In 2020, the amount of data on the internet hit 40 zetabytes. A zetabyte is about a trillion gigabytes.
So why we need synthetic data?
There are many good reasons behind it. Here are some important ones:
- Cost of preparing and labeling data
- Prototype Development
- Edge-case Simulation
- Data Privacy
-
TimeGAN is proposed in 2019.
-
It is different from other GAN architecture. It has 4 components:
- Generator
- Discriminator
- Recovery
- Embedder
-
It introduced the concept of supervised loss and embedding network.
- Supervised loss: The model is capturing the time conditional distribution by using the original data as a supervision.
- Embedding network: It is reducing the adversarial learning space dimensionality.
-
It can generate both static (dimensions) and sequential data (TS) at the same time.
-
Less sensitive to hyperparameters.
-
The training process is more stable.
With respect to the loss functions:
- Reconstruction loss: Compares the reconstruction of the encoded data compared to the original data.
- Supervised loss: Measures the quality of generator approximation of the next time step in the latent space.
- Unsupervised loss: This is the familiar min-max game. It shows the relation of the generator and discriminator networks.
There are three training phases:
- Phase I: Training the Autoencoder
- Phase II: Training the supervisor to capture the temporal behavior.
- Phase III: The combined training of generator, discriminator and embedder. We try to minimize all three loss functions in this phase. Based on the paper's suggestion the generator and embedder are trained twice the discriminator in this phase.
Data is fetched from Yahoo Finance and saved and shared in my Google Drive. I used the data for Google, Amazon, and Apple stock for last 3 to 5 years.
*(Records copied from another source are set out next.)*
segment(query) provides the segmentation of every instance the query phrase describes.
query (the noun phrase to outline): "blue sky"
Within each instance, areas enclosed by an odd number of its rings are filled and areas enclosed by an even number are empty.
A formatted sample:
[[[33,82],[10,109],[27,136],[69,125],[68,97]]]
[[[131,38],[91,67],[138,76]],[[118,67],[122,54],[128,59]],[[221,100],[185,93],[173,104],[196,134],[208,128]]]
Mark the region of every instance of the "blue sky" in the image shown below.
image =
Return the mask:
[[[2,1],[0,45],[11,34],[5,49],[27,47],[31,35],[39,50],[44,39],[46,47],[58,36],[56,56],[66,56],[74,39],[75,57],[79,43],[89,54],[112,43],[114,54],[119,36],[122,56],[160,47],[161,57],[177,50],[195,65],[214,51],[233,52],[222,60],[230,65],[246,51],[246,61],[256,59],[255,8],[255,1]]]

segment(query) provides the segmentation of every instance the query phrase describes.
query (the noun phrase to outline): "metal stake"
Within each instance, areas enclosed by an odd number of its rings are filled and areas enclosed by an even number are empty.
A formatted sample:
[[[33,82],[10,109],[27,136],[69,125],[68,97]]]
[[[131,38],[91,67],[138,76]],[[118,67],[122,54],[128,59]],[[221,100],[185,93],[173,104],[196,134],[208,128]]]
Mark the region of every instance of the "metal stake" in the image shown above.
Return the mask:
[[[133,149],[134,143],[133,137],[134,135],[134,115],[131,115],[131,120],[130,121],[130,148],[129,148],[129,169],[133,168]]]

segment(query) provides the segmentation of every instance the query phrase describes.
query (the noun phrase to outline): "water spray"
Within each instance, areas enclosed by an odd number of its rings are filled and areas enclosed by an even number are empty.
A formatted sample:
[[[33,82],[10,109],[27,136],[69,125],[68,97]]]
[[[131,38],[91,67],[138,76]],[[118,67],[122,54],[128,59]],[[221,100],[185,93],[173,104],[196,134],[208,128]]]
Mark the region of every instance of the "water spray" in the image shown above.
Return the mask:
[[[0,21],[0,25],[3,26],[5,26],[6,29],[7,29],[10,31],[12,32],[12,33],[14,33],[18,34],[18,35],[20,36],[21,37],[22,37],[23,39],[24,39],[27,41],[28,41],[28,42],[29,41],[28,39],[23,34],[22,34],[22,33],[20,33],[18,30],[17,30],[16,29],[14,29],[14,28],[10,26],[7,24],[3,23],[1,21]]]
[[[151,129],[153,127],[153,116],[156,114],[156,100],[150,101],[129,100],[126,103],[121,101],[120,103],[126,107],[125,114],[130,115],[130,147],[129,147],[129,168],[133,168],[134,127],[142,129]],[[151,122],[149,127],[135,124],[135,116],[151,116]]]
I have experimented with 10K, 20K, and 50K then plotted the Synthetic vs real data in two ways: for each variable I have plotted sample of the data and then Reduce the dimension using PCA and TSNE and plot the PCA and TSNE in 2 dimension to compare the data.
Finally, two regressor were trained:
- one on real data
- Another one on synthesized data
Then both are tested on real data, and the results are compared.
The training is computationally intensive. Especially in the phase III where the generator and embedder are trained twice the discriminator.
I am running it on an ThinkPad with 10th Gen i7 CPU and 16GB memory. I do not have NVIDIA GPU. Here are runtime stats:
- For 10K:
- Phase I (Embedding network): ~15m
- Phase II (Supervisor network): ~15m
- Phase III (Joint network training): ~2H:30m
- For 20K:
- Phase I (Embedding network): ~30m
- Phase II (Supervisor network): ~30m
- Phase III (Joint network training): ~3H:30m
- For 50K:
- Phase I (Embedding network): ~7H
- Phase II (Supervisor network): ~7H
- Phase III (Joint network training): ~21H
As you can see the runtime increases significantly, but you will see that we are not benefited much from the extra time.
After training for 10K steps here are the variable comparison and the PCA and TSNE.
The regressor is showing a promising results.
After training for 20K steps here are the variable comparison and the PCA and TSNE.
The regressor is showing a promising results.
It is evident that after almost spending twice the time training the model we didn't gain much in terms of predictive power. However, The PCA and TSNE graphs are showing a tighter fit.
Finally, I trained the TimeGAN for 50K steps here are the variable comparison and the PCA and TSNE.
The regressor is showing a promising results.
I can fairly conclude that it wasn't worth the time spent. Even we lost a bit of the prediction power probably due to the noise added.